Mikhail pun memberikan segepok uang, sekoper kesehatan, dan sebotol kebahagiaan itu pada keluarga yang menempati rumah di samping rumah kami. Dia kemudian berjalan beberapa langkah ke selatan dan berhenti tepat di depan pintunya yang tengah terbuka. Dia meletakkan segepok uang, sekoper kesehatan, dan sebotol kebahagiaan di atas meja ruang tamu. Begitu selesai, dia terbang lagi entah ke mana. Begitu selalu, selama bertahun-tahun. Begitulah cara kerja pesugihan yang kuimajinasikan.
***
Keluargamu telah dikutuk untuk kesusahan dalam urusan rezeki selama tujuh turunan. Begitu yang selalu kudengar dari orang itu, baik delapan tahun yang lalu maupun sekarang. Pernyataan itu mengusikku: bagaimana jika aku tidak perlu menikah sehingga tidak akan ada keturunanku yang harus menanggung kutukan itu?
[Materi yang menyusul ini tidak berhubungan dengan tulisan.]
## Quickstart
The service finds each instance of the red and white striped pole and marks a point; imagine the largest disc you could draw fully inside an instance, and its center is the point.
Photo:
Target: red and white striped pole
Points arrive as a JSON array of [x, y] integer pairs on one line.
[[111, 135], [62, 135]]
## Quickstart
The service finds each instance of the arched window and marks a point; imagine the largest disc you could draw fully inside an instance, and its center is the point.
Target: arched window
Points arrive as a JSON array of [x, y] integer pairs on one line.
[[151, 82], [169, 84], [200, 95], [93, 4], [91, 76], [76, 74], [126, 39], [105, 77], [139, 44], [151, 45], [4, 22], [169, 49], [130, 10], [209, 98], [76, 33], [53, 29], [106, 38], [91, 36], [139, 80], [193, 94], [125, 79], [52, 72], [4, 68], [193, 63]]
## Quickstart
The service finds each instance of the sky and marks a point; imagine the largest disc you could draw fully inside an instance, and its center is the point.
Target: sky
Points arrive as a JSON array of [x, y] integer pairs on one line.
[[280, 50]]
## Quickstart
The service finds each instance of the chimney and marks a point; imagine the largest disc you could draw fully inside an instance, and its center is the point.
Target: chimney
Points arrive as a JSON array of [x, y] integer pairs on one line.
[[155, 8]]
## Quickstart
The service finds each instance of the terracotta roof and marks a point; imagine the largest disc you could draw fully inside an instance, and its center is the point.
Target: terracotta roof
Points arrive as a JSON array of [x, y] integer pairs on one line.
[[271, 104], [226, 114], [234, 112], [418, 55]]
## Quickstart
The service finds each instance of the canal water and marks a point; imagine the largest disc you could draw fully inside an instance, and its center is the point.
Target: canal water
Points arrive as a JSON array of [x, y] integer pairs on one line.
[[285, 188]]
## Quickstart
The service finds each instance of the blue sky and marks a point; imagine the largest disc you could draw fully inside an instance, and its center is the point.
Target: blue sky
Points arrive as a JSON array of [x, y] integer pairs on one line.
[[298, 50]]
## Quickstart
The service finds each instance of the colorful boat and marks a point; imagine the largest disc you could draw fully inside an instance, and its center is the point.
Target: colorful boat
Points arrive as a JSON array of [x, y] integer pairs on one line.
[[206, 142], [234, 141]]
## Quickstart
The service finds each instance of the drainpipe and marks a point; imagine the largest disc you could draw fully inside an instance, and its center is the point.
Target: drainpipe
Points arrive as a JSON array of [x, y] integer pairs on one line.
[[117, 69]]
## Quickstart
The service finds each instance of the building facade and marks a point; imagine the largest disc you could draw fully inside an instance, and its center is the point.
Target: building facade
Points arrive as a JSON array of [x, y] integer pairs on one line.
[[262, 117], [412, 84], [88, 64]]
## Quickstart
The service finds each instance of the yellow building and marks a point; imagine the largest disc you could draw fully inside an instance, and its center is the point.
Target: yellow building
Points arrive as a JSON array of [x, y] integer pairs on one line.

Namun, ketika hal itu kutanyakan kepadanya, dia tidak pernah menjawabku. Entah dia tidak tahu atau dia dilarang untuk mengungkapkan sebuah rahasia yang bila dilanggar akan mengharuskanya melakukan sebuah puasa yang begitu sulit.
Kini, di hadapanku, berjajar botol-botol kaca yang sudah tertutup dengan plastik dan plastiknya terikat oleh karet gelang. Botol-botol kaca itu menurutnya telah berisi jin-jin jahat. Setiap botol berisi kira-kira sepuluh jin jahat. Kubayangkan betapa tersiksanya mereka berdesak-desakan di dalam sana, saling dorong dan injak. Mungkin mereka juga merintih kesakitan, “Minta hidup! Minta hidup!”
Menjelang subuh, botol-botol itu dia masukkan ke tasnya dan akan dia buang ke tempat yang jauh. Dia berkata bahwa laut selatan pulau Jawa adalah tempat yang cocok untuk membuang mereka. Segala bentuk kejahatan bermukim di sana. Boleh dikatakan bahwa tempat itu adalah penjara bagi mereka. Sekali mereka dibuang ke sana, kecil kemungkinan mereka dapat kembali ke daratan, ke permukiman manusia. Apa mungkin karena hal itu samudra Hindia terkenal ganas? Dia menganggukkan kepala sambil tersenyum.